Query Cost Estimation

>>

Query Cost Estimation
Estimating Projection Result Size
Estimating Selection Result Size
Estimating Join Result Size
Cost Estimation: Postscript

∧ >>

❖ Query Cost Estimation

Without executing a plan, cannot always know its precise cost.

Thus, query optimisers estimate costs via:

cost of performing operation (dealt with in earlier lectures)
size of result (which affects cost of performing next operation)

Result size estimated by statistical measures on relations, e.g.

r_S	cardinality of relation S
R_S	avg size of tuple in relation S
V(A,S)	# distinct values of attribute A
min(A,S)	min value of attribute A
max(A,S)	max value of attribute A

<< ∧ >>

❖ Estimating Projection Result Size

Straightforward, since we know:

number of tuples in output
r_out = | π_a,b,..(T) | = | T | = r_T (in SQL, because of bag semantics)
size of tuples in output
R_out = sizeof(a) + sizeof(b) + ... + tuple-overhead

Assume page size B, b_out = ceil(r_T / c_out), where c_out = floor(B/R_out)

If using select distinct ...

| π_a,b,..(T) | depends on proportion of duplicates produced

<< ∧ >>

❖ Estimating Selection Result Size

Selectivity = fraction of tuples expected to satisfy a condition.

Common assumption: attribute values uniformly distributed.

Example: Consider the query

select * from Parts where colour='Red'

If V(colour,Parts)=4, r=1000 ⇒ |σ_colour=red(Parts)|=250

In general, | σ_A=c(R) | ≅ r_R / V(A,R)

Heuristic used by PostgreSQL: | σ_A=c(R) | ≅ r/10

<< ∧ >>

❖ Estimating Selection Result Size (cont)

Estimating size of result for e.g.

select * from Enrolment where year > 2015;

Could estimate by using:

uniform distribution assumption, r, min/max years

Assume: min(year)=2010, max(year)=2019, |Enrolment|=10⁵

10⁵ from 2010-2019 means approx 10000 enrolments/year
this suggests 40000 enrolments since 2016

Heuristic used by some systems: | σ_A>c(R) | ≅ r/3

<< ∧ >>

❖ Estimating Selection Result Size (cont)

Estimating size of result for e.g.

select * from Enrolment where course <> 'COMP9315';

Could estimate by using:

uniform distribution assumption, r, domain size

e.g. | V(course,Enrolment) | = 2000, | σ_A<>c(E) | = r * 1999/2000

Heuristic used by some systems: | σ_A<>c(R) | ≅ r

<< ∧ >>

❖ Estimating Selection Result Size (cont)

How to handle non-uniform attribute value distributions?

collect statistics about the values stored in the attribute/relation
store these as e.g. a histogram in the meta-data for the relation

So, for part colour example, might have distribution like:

White: 35% Red: 30% Blue: 25% Silver: 10%

Use histogram as basis for determining # selected tuples.

Disadvantage: cost of storing/maintaining histograms.

<< ∧ >>

❖ Estimating Selection Result Size (cont)

Summary: analysis relies on operation and data distribution:

E.g. select * from R where a = k;

Case 1: uniq(R.a) ⇒ 0 or 1 result

Case 2: r_R tuples && size(dom(R.a)) = n ⇒ r_R / n results

E.g. select * from R where a < k;

Case 1: k ≤ min(R.a) ⇒ 0 results

Case 2: k > max(R.a) ⇒ ≅ r_R results

Case 3: size(dom(R.a)) = n ⇒ ? min(R.a) ... k ... max(R.a) ?

<< ∧ >>

❖ Estimating Join Result Size

Analysis relies on semantic knowledge about data/relations.

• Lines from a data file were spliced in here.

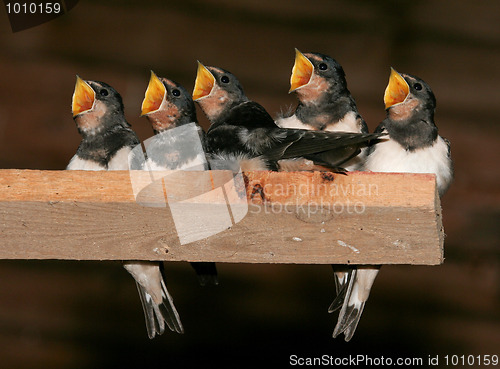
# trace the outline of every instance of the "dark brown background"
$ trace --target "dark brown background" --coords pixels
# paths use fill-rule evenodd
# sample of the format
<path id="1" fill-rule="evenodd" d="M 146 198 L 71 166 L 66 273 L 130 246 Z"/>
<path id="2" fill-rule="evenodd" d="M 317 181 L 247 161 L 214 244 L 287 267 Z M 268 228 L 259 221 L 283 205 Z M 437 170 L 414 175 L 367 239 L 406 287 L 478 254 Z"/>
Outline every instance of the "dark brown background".
<path id="1" fill-rule="evenodd" d="M 433 88 L 456 180 L 443 198 L 446 262 L 382 269 L 354 339 L 332 339 L 328 266 L 219 265 L 201 288 L 167 265 L 186 334 L 149 341 L 118 262 L 0 262 L 5 368 L 286 367 L 289 356 L 500 354 L 500 6 L 485 1 L 91 1 L 13 34 L 0 14 L 0 167 L 64 169 L 79 136 L 75 75 L 121 92 L 139 117 L 149 70 L 192 90 L 196 60 L 232 71 L 269 112 L 288 95 L 294 48 L 336 58 L 370 129 L 389 67 Z M 200 119 L 206 126 L 206 120 Z M 89 230 L 91 231 L 91 230 Z"/>

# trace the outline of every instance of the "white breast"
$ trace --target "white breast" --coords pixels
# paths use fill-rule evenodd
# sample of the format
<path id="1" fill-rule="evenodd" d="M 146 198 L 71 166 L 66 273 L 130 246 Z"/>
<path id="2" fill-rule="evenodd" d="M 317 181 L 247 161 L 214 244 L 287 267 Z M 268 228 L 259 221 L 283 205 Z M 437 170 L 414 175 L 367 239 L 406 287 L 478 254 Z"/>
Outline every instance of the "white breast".
<path id="1" fill-rule="evenodd" d="M 124 147 L 116 152 L 108 163 L 108 168 L 93 161 L 85 160 L 75 155 L 71 158 L 66 170 L 128 170 L 130 147 Z"/>
<path id="2" fill-rule="evenodd" d="M 361 133 L 359 128 L 357 114 L 351 111 L 337 123 L 329 125 L 325 131 Z"/>
<path id="3" fill-rule="evenodd" d="M 448 188 L 453 177 L 448 146 L 441 136 L 434 145 L 411 152 L 391 139 L 379 142 L 366 159 L 364 169 L 373 172 L 433 173 L 441 193 Z"/>
<path id="4" fill-rule="evenodd" d="M 123 147 L 118 150 L 108 163 L 108 170 L 128 170 L 129 154 L 132 151 L 130 147 Z"/>
<path id="5" fill-rule="evenodd" d="M 189 160 L 185 164 L 180 165 L 179 167 L 174 168 L 171 166 L 163 166 L 159 165 L 151 158 L 146 159 L 146 164 L 144 165 L 144 170 L 154 170 L 154 171 L 163 171 L 163 170 L 186 170 L 186 171 L 196 171 L 196 170 L 207 170 L 208 164 L 207 159 L 204 154 L 198 154 L 193 159 Z"/>

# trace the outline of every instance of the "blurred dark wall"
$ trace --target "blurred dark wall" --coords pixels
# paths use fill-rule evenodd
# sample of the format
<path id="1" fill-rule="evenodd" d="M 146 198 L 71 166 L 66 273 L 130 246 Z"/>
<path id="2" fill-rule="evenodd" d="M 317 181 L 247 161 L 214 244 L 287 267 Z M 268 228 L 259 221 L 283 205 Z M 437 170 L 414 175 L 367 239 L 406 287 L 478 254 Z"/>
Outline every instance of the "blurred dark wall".
<path id="1" fill-rule="evenodd" d="M 120 91 L 146 139 L 139 113 L 150 70 L 191 90 L 196 60 L 223 67 L 274 115 L 295 104 L 287 91 L 297 47 L 343 65 L 372 130 L 385 116 L 389 67 L 423 78 L 456 170 L 442 201 L 445 264 L 384 267 L 348 344 L 331 338 L 328 266 L 220 265 L 221 285 L 203 289 L 187 264 L 171 263 L 186 334 L 149 341 L 119 263 L 2 261 L 2 367 L 285 367 L 292 354 L 500 354 L 497 0 L 82 0 L 19 33 L 5 12 L 0 22 L 2 168 L 64 169 L 80 140 L 70 110 L 76 74 Z"/>

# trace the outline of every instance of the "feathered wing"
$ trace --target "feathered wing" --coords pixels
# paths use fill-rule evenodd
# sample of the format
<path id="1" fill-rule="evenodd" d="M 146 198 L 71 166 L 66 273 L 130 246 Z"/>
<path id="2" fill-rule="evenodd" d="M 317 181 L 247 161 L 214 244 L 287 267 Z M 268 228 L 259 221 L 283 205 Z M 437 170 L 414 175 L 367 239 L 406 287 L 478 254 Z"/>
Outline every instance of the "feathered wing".
<path id="1" fill-rule="evenodd" d="M 348 287 L 333 337 L 344 333 L 346 341 L 352 338 L 379 269 L 377 266 L 358 266 L 349 272 Z"/>

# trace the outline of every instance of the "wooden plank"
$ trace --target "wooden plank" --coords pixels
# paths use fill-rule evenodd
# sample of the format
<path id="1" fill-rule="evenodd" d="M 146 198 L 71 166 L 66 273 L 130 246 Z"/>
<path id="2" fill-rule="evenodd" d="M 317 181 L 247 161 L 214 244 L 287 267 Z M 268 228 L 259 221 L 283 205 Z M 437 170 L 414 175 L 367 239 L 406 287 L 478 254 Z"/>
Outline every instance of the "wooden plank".
<path id="1" fill-rule="evenodd" d="M 147 204 L 148 196 L 167 193 L 171 201 L 148 207 L 137 203 L 132 188 L 134 181 L 151 183 L 145 172 L 131 180 L 127 171 L 0 170 L 0 258 L 443 261 L 433 175 L 249 172 L 240 178 L 248 200 L 244 204 L 234 200 L 231 186 L 222 197 L 216 191 L 231 183 L 230 172 L 155 173 L 156 178 L 163 175 L 167 179 L 155 182 L 160 183 L 156 192 L 140 193 L 138 199 Z M 175 214 L 186 215 L 180 226 Z M 220 229 L 221 224 L 226 226 Z"/>

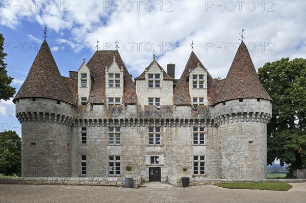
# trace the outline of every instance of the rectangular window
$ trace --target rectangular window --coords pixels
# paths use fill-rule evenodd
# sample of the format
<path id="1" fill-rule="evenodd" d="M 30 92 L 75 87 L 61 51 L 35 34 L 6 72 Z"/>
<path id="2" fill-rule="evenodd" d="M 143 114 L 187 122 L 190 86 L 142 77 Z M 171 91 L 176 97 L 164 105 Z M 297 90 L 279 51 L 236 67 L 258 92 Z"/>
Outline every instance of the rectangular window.
<path id="1" fill-rule="evenodd" d="M 192 75 L 192 88 L 204 88 L 204 75 Z"/>
<path id="2" fill-rule="evenodd" d="M 86 144 L 87 143 L 87 133 L 86 127 L 82 127 L 81 128 L 81 143 L 82 144 Z"/>
<path id="3" fill-rule="evenodd" d="M 82 80 L 82 87 L 86 88 L 87 86 L 87 80 Z"/>
<path id="4" fill-rule="evenodd" d="M 160 98 L 148 98 L 149 105 L 156 105 L 158 107 L 161 106 Z"/>
<path id="5" fill-rule="evenodd" d="M 86 155 L 81 155 L 81 175 L 86 176 L 87 171 Z"/>
<path id="6" fill-rule="evenodd" d="M 161 87 L 161 74 L 148 74 L 148 87 L 149 88 Z"/>
<path id="7" fill-rule="evenodd" d="M 82 79 L 87 79 L 87 73 L 81 73 L 81 78 Z"/>
<path id="8" fill-rule="evenodd" d="M 149 127 L 149 145 L 161 145 L 161 127 Z"/>
<path id="9" fill-rule="evenodd" d="M 204 128 L 193 128 L 193 144 L 205 144 L 205 131 Z"/>
<path id="10" fill-rule="evenodd" d="M 109 156 L 109 175 L 120 175 L 121 174 L 120 156 Z"/>
<path id="11" fill-rule="evenodd" d="M 109 97 L 108 98 L 108 108 L 109 110 L 111 109 L 111 106 L 114 105 L 120 105 L 121 98 L 120 97 Z"/>
<path id="12" fill-rule="evenodd" d="M 109 144 L 120 144 L 120 127 L 110 127 L 109 130 Z"/>
<path id="13" fill-rule="evenodd" d="M 205 175 L 205 156 L 193 156 L 193 174 L 197 176 Z"/>
<path id="14" fill-rule="evenodd" d="M 150 159 L 151 164 L 158 164 L 159 163 L 159 156 L 151 156 Z"/>

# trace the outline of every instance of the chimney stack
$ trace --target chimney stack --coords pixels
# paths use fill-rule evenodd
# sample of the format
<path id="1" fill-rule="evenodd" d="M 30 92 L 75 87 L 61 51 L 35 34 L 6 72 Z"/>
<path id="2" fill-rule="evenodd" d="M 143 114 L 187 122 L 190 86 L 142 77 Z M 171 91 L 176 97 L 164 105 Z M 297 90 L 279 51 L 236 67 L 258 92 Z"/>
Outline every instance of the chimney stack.
<path id="1" fill-rule="evenodd" d="M 169 64 L 167 65 L 167 73 L 173 79 L 175 77 L 175 65 Z"/>

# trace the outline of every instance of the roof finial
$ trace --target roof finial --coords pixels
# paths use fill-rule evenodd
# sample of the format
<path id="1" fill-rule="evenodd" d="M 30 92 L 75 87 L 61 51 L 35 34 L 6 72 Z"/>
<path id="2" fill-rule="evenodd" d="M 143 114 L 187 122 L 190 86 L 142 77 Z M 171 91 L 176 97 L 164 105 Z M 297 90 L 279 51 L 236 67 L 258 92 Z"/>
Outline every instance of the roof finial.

Consider equijoin on common attr: R ⨝_a S

Case 1: values(R.a) ∩ values(S.a) = {} ⇒ size(R ⨝_a S) = 0

Case 2: uniq(R.a) and uniq(S.a) ⇒ size(R ⨝_a S) ≤ min(|R|, |S|)

Case 3: pkey(R.a) and fkey(S.a) ⇒ size(R ⨝_a S) ≤ |S|

<< ∧

❖ Cost Estimation: Postscript

Inaccurate cost estimation can lead to poor evaluation plans.

Above methods can (sometimes) give inaccurate estimates.

To get more accurate cost estimates:

more time ... complex computation of selectivity
more space ... storage for histograms of data values

Either way, optimisation process costs more (more than query?)

Trade-off between optimiser performance and query performance.